奥の部屋をDIYで改造していたら押入れの柱に戦前の新聞を見つけた。

拡大画像はこの下にあります

我が家は十勝北部の農村地帯にある今年で築67年を迎えた古民家で、これが戦前の新聞であれば78年以上前、この家が建つより10数年以上前のものということになる。ほとんどがちぎれ落ちて縦に細長く数十センチ残っている程度だが、貴重な資料を見つけてしまったような気持ちになり、壁一面を合板で埋める予定を変更、紙面が見えるように保存しつつ工事をすることにした。

中央左側の柱に残っている

この家と敷地は今から約120年前に本土からやってきた一家が拓き、4代にわたって農業を営んできたものだったのだが、離農して久しく2020年秋にいよいよ更地に…となるはずだった。その一ヶ月前のある日、偶然前を通りかかった私は「理想そのものやん!」と家の写真を撮った。それから何時間も経たないうちにまさかの急展開があり、そしてまた驚くほど紆余曲折もなくこれを譲り受けることになったのである(後述)。

120年の歴史の上に建っている家が築67年、ということはそれ以前にも敷地のどこかに家屋があったはずである。聞くところによると、現在の家は今の場所より数十メートル南に建っていた家を移築したものだったらしい。何人かの建築関係者が「北海道の現存する住宅としてはかなり稀少な建材」「古い構造で本州の影響が大きい」みたいなことを言っていたのを思いだした。造り自体が67年よりもっと昔のものではないかということだ。なるほどそれだけ古いものが現存していたということは、一度基礎部分をやりなおし再生した経緯があったからなのかと(当時のものであろう五右衛門風呂や厠は庭に現在も建っていてどちらも使用可能)。すると今ある柱や梁、大引などの部材も67年よりもっと昔のもので、この新聞もかつての貼られていた柱と一緒に今の位置に移設された…と考えられるのではないか。

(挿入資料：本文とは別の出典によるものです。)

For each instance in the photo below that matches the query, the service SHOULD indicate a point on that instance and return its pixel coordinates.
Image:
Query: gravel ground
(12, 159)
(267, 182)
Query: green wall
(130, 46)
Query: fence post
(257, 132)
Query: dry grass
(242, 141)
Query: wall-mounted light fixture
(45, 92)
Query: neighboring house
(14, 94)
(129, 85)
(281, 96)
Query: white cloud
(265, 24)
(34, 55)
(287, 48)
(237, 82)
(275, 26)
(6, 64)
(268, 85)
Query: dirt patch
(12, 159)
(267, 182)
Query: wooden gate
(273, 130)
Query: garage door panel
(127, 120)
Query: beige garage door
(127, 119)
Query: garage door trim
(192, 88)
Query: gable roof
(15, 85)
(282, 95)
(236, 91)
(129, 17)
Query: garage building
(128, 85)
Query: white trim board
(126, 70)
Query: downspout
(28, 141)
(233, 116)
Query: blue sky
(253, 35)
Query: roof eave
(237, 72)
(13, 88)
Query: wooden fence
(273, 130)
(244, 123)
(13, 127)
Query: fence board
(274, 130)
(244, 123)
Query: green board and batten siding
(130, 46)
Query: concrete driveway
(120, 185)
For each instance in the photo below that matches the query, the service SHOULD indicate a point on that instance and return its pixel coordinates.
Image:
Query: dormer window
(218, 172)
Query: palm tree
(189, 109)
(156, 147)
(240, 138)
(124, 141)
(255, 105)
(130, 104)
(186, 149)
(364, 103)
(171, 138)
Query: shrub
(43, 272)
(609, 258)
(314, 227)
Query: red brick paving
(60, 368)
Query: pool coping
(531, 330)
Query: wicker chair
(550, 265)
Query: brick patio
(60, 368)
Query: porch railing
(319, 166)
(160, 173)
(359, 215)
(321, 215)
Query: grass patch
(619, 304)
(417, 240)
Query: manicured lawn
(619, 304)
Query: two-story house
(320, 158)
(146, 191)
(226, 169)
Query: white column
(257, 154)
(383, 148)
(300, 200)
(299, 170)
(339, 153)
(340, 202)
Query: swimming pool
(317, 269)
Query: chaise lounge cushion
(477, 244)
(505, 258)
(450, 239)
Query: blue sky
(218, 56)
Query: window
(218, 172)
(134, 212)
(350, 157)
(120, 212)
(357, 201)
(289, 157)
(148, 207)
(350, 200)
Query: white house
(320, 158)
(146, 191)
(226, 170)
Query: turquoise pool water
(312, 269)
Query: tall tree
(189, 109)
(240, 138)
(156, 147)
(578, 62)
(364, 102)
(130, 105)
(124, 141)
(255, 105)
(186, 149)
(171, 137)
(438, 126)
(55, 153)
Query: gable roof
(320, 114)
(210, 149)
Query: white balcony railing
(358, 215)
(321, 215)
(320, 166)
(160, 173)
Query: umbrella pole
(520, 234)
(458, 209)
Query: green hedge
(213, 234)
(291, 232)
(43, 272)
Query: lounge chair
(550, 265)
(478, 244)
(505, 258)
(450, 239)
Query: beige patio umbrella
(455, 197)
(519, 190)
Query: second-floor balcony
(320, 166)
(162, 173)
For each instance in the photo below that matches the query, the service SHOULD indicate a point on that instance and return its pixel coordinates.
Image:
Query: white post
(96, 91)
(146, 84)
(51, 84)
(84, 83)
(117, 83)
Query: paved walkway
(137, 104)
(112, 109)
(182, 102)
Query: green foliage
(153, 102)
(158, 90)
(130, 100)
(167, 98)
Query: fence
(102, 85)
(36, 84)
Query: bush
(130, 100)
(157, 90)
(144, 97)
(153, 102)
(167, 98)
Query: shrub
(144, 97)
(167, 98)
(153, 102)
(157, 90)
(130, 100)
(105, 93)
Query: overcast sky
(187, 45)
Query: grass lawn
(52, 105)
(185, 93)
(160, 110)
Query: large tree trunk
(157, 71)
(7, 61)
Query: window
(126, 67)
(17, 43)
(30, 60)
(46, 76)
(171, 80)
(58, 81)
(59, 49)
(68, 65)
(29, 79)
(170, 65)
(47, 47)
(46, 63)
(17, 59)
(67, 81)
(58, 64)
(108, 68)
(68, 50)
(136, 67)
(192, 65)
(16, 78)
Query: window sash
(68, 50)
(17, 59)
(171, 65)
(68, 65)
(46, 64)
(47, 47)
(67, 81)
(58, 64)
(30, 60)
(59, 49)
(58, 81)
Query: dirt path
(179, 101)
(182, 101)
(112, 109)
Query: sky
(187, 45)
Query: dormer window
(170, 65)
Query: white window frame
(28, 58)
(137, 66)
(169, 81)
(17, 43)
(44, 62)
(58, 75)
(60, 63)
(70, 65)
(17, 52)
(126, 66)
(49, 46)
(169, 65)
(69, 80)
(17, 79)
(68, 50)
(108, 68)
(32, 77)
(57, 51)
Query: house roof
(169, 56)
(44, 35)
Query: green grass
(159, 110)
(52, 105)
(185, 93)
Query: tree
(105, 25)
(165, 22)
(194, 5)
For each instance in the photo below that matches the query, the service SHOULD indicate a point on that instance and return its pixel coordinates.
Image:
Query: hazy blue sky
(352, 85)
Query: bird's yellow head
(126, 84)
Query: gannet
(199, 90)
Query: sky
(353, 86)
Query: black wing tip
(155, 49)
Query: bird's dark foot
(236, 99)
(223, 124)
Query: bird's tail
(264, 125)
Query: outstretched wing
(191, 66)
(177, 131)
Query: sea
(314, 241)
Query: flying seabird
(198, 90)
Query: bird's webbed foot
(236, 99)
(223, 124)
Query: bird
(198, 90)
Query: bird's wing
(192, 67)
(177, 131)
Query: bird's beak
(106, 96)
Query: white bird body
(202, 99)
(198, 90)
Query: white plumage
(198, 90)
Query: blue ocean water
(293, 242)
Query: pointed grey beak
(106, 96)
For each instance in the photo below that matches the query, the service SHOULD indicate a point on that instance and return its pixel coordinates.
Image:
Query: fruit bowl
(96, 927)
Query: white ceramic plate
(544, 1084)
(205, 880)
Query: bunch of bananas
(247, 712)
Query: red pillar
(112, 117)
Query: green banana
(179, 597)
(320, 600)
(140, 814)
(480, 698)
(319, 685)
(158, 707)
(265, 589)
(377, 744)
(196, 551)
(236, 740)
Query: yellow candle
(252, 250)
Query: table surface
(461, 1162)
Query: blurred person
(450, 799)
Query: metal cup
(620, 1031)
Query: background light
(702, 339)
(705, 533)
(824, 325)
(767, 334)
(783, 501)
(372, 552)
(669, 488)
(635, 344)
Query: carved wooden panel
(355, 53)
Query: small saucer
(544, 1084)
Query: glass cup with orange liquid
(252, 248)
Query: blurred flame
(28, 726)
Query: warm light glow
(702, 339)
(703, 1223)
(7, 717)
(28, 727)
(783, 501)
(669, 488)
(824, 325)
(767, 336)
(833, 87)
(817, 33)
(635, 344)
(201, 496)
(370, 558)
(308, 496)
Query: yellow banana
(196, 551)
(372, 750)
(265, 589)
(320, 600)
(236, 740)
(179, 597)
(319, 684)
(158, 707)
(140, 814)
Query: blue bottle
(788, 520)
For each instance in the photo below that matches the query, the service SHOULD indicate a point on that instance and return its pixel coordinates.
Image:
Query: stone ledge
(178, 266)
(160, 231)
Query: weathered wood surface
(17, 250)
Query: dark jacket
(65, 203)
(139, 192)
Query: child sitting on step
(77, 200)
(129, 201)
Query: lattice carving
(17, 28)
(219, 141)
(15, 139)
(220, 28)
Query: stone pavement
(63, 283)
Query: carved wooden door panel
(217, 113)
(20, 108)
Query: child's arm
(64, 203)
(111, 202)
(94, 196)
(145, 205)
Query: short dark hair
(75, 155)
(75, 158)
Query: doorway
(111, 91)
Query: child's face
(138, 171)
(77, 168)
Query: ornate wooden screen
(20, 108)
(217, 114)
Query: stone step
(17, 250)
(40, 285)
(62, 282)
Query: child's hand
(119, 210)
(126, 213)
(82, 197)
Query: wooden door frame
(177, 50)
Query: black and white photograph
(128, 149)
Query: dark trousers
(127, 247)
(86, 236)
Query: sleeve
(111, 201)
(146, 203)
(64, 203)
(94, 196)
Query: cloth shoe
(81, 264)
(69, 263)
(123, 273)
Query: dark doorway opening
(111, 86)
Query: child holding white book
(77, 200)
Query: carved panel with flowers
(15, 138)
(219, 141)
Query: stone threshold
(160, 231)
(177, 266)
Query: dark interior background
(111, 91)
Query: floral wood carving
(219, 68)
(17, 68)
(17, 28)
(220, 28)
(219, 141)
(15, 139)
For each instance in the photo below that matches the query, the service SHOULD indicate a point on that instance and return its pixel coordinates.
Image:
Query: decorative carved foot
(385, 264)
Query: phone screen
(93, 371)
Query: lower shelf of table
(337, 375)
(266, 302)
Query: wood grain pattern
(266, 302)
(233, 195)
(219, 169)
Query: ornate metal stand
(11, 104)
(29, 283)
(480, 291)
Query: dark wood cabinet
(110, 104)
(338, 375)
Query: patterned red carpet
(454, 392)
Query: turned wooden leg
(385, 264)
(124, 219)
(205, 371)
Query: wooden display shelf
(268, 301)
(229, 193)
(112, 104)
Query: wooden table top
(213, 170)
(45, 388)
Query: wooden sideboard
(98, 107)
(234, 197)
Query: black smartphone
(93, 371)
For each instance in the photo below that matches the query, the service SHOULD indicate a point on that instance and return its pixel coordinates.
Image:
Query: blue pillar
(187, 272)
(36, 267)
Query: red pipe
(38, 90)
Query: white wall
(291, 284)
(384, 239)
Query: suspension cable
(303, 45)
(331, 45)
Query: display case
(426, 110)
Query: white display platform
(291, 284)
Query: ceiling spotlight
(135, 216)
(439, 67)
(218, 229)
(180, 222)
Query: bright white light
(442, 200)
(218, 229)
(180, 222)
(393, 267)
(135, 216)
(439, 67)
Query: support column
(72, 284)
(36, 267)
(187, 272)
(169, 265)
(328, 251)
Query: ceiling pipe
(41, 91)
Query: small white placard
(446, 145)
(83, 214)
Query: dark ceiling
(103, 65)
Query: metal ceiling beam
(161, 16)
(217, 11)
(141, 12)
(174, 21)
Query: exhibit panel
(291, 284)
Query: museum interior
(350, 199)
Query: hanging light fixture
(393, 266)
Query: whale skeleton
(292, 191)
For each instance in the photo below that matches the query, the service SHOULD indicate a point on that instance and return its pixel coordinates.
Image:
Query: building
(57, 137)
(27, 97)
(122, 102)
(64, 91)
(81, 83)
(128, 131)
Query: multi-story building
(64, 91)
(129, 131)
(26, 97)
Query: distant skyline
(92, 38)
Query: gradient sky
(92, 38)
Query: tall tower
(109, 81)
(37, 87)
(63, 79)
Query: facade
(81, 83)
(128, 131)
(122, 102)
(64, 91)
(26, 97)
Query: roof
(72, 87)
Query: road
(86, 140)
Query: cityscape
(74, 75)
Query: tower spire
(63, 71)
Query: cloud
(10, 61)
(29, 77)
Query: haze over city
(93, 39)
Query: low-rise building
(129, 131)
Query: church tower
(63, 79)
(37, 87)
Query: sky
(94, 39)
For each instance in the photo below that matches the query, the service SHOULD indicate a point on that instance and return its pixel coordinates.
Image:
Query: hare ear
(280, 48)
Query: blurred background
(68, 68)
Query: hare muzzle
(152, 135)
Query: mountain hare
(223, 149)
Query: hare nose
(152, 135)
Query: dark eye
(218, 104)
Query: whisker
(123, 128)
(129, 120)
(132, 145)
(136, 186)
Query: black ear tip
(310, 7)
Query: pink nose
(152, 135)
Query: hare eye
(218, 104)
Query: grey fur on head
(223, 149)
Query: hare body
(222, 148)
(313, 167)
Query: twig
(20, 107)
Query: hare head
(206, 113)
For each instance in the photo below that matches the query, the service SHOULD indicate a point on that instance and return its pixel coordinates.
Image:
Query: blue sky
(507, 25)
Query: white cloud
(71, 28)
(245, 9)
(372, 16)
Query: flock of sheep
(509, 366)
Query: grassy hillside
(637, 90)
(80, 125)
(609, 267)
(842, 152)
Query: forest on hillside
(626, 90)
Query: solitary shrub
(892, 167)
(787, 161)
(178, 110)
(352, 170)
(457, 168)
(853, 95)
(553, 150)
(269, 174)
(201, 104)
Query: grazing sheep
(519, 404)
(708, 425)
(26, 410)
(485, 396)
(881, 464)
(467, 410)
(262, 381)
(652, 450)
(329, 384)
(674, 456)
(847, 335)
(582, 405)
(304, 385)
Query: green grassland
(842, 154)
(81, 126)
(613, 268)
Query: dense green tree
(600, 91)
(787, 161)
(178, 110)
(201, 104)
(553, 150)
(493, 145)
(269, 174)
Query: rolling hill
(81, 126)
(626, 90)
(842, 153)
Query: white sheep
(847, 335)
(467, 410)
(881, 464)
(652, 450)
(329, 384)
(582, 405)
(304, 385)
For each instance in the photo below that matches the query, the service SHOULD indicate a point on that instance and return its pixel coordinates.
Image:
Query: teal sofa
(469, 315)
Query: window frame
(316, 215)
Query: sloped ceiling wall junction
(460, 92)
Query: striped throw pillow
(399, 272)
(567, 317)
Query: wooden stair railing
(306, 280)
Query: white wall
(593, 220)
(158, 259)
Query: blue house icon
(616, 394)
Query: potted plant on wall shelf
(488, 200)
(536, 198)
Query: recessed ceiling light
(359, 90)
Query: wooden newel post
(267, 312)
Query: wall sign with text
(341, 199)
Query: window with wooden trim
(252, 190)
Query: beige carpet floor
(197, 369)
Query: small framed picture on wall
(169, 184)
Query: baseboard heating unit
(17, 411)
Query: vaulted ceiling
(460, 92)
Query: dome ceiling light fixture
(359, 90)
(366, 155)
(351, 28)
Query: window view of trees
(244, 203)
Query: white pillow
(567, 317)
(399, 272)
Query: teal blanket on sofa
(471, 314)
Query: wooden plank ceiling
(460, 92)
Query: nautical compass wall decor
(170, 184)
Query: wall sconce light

余談:一度移築したとは言え、それから67年も建っている家である。その間、厳しい風や雪に晒されてきたこともあり、かなり老朽化が進んでいた。このまま放っておくといつか住めなくなってしまうので、一定のリフォームは必要だった。特に一番奥にあるこの部屋は日当たりが悪くて湿気にやられやすいこともあり、外壁の内部や柱の根元が腐り落ちかけているなど大きな手直しが不可欠だった。そういった基礎部分のみ業者に手直ししてもらい(家自体をジャッキアップして新しい部材を入れるなど)、その後DIYで自分でウォークインクローゼットに改造してやろうと着手し始めたところだったのである。

ヂャヅ・ダンス

一番大きく残っていた紙面の上部には大きく「」、その左に小さめに「」と書かれてあった。またその下には横書きでプログラム、中央に縦書きで「初演 大小魔奇術」「天勝」、その左右にヂャヅ・バン、ヂャヅ・ダンス、音樂合奏、ヴアイオリン・、其他幕間〜、ール・ショウ一座、ヂー・ヴアジニヤ・娘子連…などの文字が並んでいた(太字でない文字はネットでざっくり調べた資料から推測したもの)。

天勝とは戦前に一世を風靡した女性奇術師、松旭斎天勝のことと思われる。そしてヂャヅ・バンドやカール・ショウ、ヂー・ヴアジニヤ、娘子連などは天勝が率いた一座の定番の出演者だったようで、この紙面は天勝一座の興業の広告だったと考えられる(天勝についてはネットでも資料が山のように出てくるので興味のある方は検索して頂きたい)。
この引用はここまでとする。